Tomasz Piętka

Personal information
- Full name: Tomasz Piętka
- Date of birth: 22 March 1972 (age 52)
- Place of birth: Gdańsk, Poland
- Height: 1.83 m (6 ft 0 in)
- Position(s): Defender

Youth career
- 1982–1989: Lechia Gdańsk

Senior career*
- Years: Team / Apps / (Gls)
- 1989–1995: Lechia Gdańsk / 154 / (10)

= Tomasz Piętka =

Polish footballer

Tomasz Piętka (born 22 March 1972) is a former Polish footballer who played as a defender, spending his entire playing career with Lechia Gdańsk.

==Biography==

Piętka was born in Przymorze district of Gdańsk. While in school he was coached in football by Lechia Gdańsk footballer Bogdan Kazojć, who convinced Piętka to join the Lechia Gdańsk academy.
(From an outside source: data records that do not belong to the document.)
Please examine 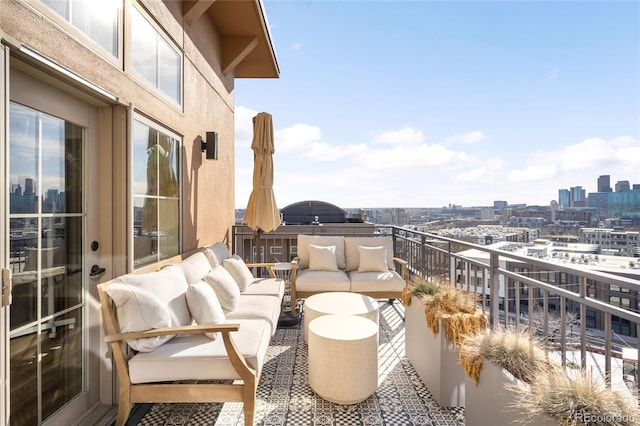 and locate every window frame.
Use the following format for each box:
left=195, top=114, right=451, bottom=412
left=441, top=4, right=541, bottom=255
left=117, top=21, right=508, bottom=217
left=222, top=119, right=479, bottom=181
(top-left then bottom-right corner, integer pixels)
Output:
left=129, top=112, right=182, bottom=270
left=126, top=2, right=183, bottom=109
left=30, top=0, right=122, bottom=67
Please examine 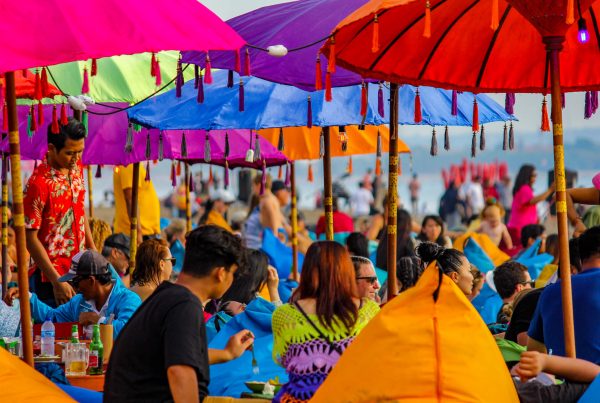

While with the academy he helped Lechia to achieve a silver medal and bronze medal in the 1989 and 1990 Polish Junior Championships. On 29 April 1989 Piętka made his first team debut, playing in the defeat against GKS Bełchatów. Often the young Piętka would find himself in school, and later, university, during the day going on to train or play for Lechia in the evening. During his career with Lechia he studied economics at the University of Gdańsk, at this point finding himself as a regular starter for the team. While still a regular in the team, Piętka graduated with a masters in economics in 1995, having to decide whether to continue his career in football or to take a job using his economics qualifications, ultimately choosing the latter. During his career at Lechia he made a total of 154 appearances and scored 10 goals in the league.